Phenotype Inference from Text and Genomic Data

Brbić, Maria; Piškorec, Matija; Vidulin, Vedrana; Kriško, Anita; Šmuc, Tomislav; Supek, Fran

doi:10.1007/978-3-319-71273-4_34

Phenotype Inference from Text and Genomic Data

Maria Brbić²²,
Matija Piškorec²²,
Vedrana Vidulin²²,
Anita Kriško²³,
Tomislav Šmuc²² &
…
Fran Supek^22,24

Conference paper
First Online: 30 December 2017

3091 Accesses
2 Citations

Part of the book series: Lecture Notes in Computer Science ((LNAI,volume 10536))

Abstract

We describe ProTraits, a machine learning pipeline that systematically annotates microbes with phenotypes using a large amount of textual data from scientific literature and other online resources, as well as genome sequencing data. Moreover, by relying on a multi-view non-negative matrix factorization approach, ProTraits pipeline is also able to discover novel phenotypic concepts from unstructured text. We present the main components of the developed pipeline and outline challenges for the application to other fields.

You have full access to this open access chapter, Download conference paper PDF

1 Introduction

With the development of next-generation DNA sequencing techniques, the number of available microbial genomes has rapidly increased. However, this explosive growth of genomics data is not followed by the phenotypic annotations of organisms, such as growth at extreme temperatures, resistance to radiation, or the ability to cause disease in plants, animals or humans. The systematic annotation of organisms with phenotypic traits is of importance for discovering the associations between genes to phenotypes that would suggest a biological basis for various traits. Existing databases [7, 11] rely on manual annotation of organisms, which results in limited coverage. On the other hand, there is a vast amount of unstructured data with phenotype descriptions available in scientific articles and other textual resources. Motivated by this abundance of genomic and of textual data, we developed ProTraits [2] - a machine learning-based pipeline that systematically assigns predictions across large number of organisms and phenotypes. Along with predicting existing phenotypic labels, ProTraits pipeline is also able to define novel phenotypic concepts from unstructured text using a multi-view approach based on non-negative matrix factorization followed by clustering and manual curation. Here, we briefly describe main components of our pipeline and present an overview of results. The proposed approach can easily be extended to other fields with the abundant unstructured textual data.

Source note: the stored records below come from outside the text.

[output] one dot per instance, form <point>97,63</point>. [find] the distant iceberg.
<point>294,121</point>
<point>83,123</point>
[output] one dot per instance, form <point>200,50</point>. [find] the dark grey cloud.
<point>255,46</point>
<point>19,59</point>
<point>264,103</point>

The ProTraits database of microbial phenomes is available at http://protraits.irb.hr/.

2 Methodology

In this section, we describe the main components of the ProTraits pipeline (Fig. 1): (i) unsupervised phenotype discovery based on multi-view non-negative matrix factorization; (ii) a supervised machine learning framework for phenotype inference from textual and genomic data; (iii) a late-fusion based component for the combination of predictions coming from 11 independent models, and (iv) a user-friendly web interface providing searchable predictions.

2.1 Initial Data

Text documents describing bacterial and archaeal species were downloaded from six textual resources including Wikipedia, the MicrobeWiki student-edited resource, PubMed abstracts of scientific publications, PubMedCentral full-texts, and an additional set of assorted microbiology resources. The initial set of phenotype assignments was collected from NCBI, BacMap [11] and GOLD databases [7]. The set of biochemical phenotypes was collected manually from individual publications where various microbial species were initially characterized.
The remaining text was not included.